Aside from moving to the commercial capital of Shanghai in January, Norway Seafood Council (NSC)’s China representative Sigmund Bjorgo is planning to up the ante in marketing terms in 2013.
Bjorgo is expecting sales in China will be up 15 percent in 2012 compared to 2010 figures — he doesn’t compare with 2011, given how sales tanked due to newly stringent veterinary inspections faced by Norwegian salmon from February 2011. While 15 percent would be respectable in most industries, it pales next to the 70 percent growth that the council had projected for China before sales slumped in the midst of Chinese official displeasure at the awarding of the 2010 Nobel peace prize to a Chinese dissident writer. Actual salmon consumption in China did in fact grow 70 percent a year over the 2010-2012 period, Bjorgo believes.
The new marketing push may be a response to continued trouble in China for exporters from Norway, which is still getting the diplomatic cold shoulder from China since the award of the Nobel peace prize. Aside from moving to Shanghai (which he sees as more of a trend-setting and corporate hub than Beijing) Bjorgo this year appointed a new public-relations agency to handle both the media and in-store marketing campaigns in China for the NSC. “We want to increase the distribution of our logo and heritage … my big dream is that consumers in China will never again buy only salmon sashimi, rather they will buy Norwegian salmon sashimi.”
Two years ago, Norway had a 90 percent market share in China’s fresh salmon sales and has seen that shrink. Bjorgo points to a huge investment by Norway in growing salmon consumption and its own market share, some of which it has now lost to Scotland and the Faroe Islands, as well as (to a lesser extent) frozen Chilean Atlantic salmon product. Chilean product has “come back strongly,” he says.
Bjorgo expects Chinese salmon consumption to grow 30 percent year on year in 2013. “We hope Norway will get its share. And I hope Norway takes back its share … I’m hopeful but not confident.” Long term, the outlook is perhaps more positive: the NSC expects that China will become the world’s leading market for Norwegian salmon and will continue to grow at current rates until 2020. The biggest market for Norwegian salmon currently is Russia — demand which Bjorgo believes is explained by modernization and increased geographical reach of the country’s retail sector.

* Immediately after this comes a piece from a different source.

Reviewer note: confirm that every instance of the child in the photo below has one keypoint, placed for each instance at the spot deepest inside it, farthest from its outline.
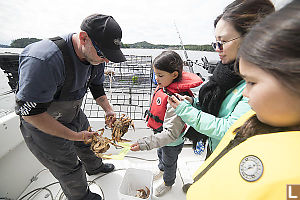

Clearly working hard to understand the Chinese market, this summer Bjorgo hired researchers to survey and understand China’s growing Japanese restaurant sector: they talked to 175 managers and visited or called 2,600 restaurants — many of them parts of chains like Matsuko and Golden Jaguar.
Bjorgo says the biggest surprise from the survey for him was the sheer number of Japanese-style restaurants in China, from the cheaper Tang Katse Ramen chain (“they don’t so much serve sashimi so are not of interest to us”) to the more expensive sashimi establishments like Golden Jaguar. The research also showed how mainland China remains predominantly a raw salmon market — very little cooked or smoked product is consumed. “This is very unique, compared to Japan or Europe where a large percentage of cooked product is consumed.”
Likewise, much of China’s salmon consumption happens in high-end sashimi restaurants with much less evidence of sushi, which is seen as a cheaper, more filling product. “Five years from now when sashimi is more established then sushi is likely to follow.”
Attempting to capture the home market, Norwegian promotional efforts in 2013 will also include recipes posted on NSC’s Chinese language micro-blog service, as well as cooking demonstrations and tastings at the point of sale. “We focus on weekends, because that’s when most hypermarket sales happen, it’s when people want to treat themselves.”
Hypermarket offerings of Pacific product remain very limited in China. Local consumers and chefs are not yet able to distinguish between Atlantic and Pacific, says Bjorgo, who welcomes Pacific players as a way to increase local knowledge of salmon.